Non loin de Minsk, dans un parc de colonie de vacances transformé en centre de soins, Olya, sept ans, se cache derrière un tronc d'arbre pendant que sa mère, Sveta, évoque sa maladie. « Dans le corps de mon enfant, il y a la radiation. Olya a une leucémie depuis août 1996… Nous ne voulons pas perdre nos enfants. C'est un combat que nous menons ».

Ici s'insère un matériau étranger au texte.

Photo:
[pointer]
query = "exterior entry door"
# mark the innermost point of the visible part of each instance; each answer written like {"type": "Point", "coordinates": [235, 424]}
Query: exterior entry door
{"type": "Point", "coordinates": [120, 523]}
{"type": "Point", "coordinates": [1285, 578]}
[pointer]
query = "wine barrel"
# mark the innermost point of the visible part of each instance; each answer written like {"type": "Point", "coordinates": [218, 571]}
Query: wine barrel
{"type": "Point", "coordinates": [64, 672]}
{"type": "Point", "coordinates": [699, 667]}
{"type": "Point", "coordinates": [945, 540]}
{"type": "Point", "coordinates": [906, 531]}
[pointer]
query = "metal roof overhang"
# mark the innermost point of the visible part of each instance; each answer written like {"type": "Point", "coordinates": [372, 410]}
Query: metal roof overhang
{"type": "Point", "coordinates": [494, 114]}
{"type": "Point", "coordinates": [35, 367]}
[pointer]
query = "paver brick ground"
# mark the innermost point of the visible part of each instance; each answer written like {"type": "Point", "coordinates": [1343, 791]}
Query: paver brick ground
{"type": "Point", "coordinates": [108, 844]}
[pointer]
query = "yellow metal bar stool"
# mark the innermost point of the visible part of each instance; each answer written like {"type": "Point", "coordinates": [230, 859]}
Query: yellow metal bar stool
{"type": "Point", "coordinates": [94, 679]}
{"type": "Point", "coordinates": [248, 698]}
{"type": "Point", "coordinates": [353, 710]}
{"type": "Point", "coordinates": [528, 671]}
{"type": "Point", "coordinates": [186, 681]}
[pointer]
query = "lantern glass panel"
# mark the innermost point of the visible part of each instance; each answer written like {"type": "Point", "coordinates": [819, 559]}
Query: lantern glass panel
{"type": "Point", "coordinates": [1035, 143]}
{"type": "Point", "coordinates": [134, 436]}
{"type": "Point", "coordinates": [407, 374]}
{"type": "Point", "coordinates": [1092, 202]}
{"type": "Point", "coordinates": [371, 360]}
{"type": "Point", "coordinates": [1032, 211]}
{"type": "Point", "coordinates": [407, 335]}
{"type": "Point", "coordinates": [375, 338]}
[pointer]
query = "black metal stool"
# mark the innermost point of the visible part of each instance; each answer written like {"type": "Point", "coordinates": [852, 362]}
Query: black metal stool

Ce programme mis en place par le professeur Nesterenko s'appelle « Mère et enfant ». Il implique des traitements médicaux à base de pectine. Les mères suivent aussi des cours : « La radiation, les doses, les risques »; « Comment mesurer la radiation chez l'homme » ; « Comment élever un enfant en bonne santé» ; Comment faire pousser des légumes 'propres'» ; « Comment nettoyer les aliments des radionucléides » ; « La radiation et la grossesse »… Chaque année, quelque deux mille enfants passent trois semaines dans ce centre unique en Biélorussie. Une goutte d'eau…

Pour « nettoyer » le lait d'une partie de sa radioactivité, apprend-on ici, il faut le placer dans un « séparateur » qui permet de retirer le petit-lait, auquel il faut ensuite ajouter de l'eau « propre ». Pour chaque litre, il faut compter dix minutes. Quant à la viande, il faut la désosser, la bouillir, la faire mariner pendant six à douze heures, puis la battre.

Devant la lourdeur de ces préparatifs, de nombreuses mères renoncent. Autre problème : en Biélorussie, les « séparateurs » sont rares et coûtent cher. De même que les dosimètres - décrits par Vassili Nesterenko comme « les yeux de l'homme dans la zone », vendus environ 100 dollars pièce, une fortune pour l'habitant moyen. Personne, hormis les « nouveaux riches », n'en possède.

VASSIA, treize ans, souffre d'une forme d'hydrocéphalie et a perdu la vue. Il est né à Gomel, une des régions les plus contaminées de Biélorussie, le 2 avril 1987. Sa mère a été fortement irradiée pendant sa grossesse. A ses côtés, Rouslan, treize ans également, porte un foulard de pirate pour cacher la calvitie provoquée par la chimiothérapie. L'opération d'une tumeur osseuse maligne au bras lui a laissé une longue cicatrice.

Par quel bout prendre le problème de Tchernobyl ? Selon le professeur Nesterenko, faute d'évacuer les populations (vers où ?), il faut « refaire » des centaines, des milliers d'hectares de terres contaminées en les réhabilitant avec des traitements chimiques, des engrais. Les autorités n'en font rien.

Insidieusement, le césium-137 continue de s'enfoncer dans le sol, atteignant les racines des plantes, le maïs, l'herbe, les légumes. Des arbres hautement radioactifs sont utilisés comme bois de chauffe, parfois même dans des boulangeries pour cuire le pain. Ainsi se perpétue le cycle de la contamination.

Ce scandale, Vassili Nesterenko demande que les autorités biélorusses l'exposent enfin devant les Nations unies, qu'elles lancent un appel à l'aide. « Un Fonds international pourrait être créé. Il serait alimenté en priorité par les Etats nucléaires », suggère-t-il. Mais comme en 1986, il reçoit des mises en garde : « Ne semez pas la panique ! ».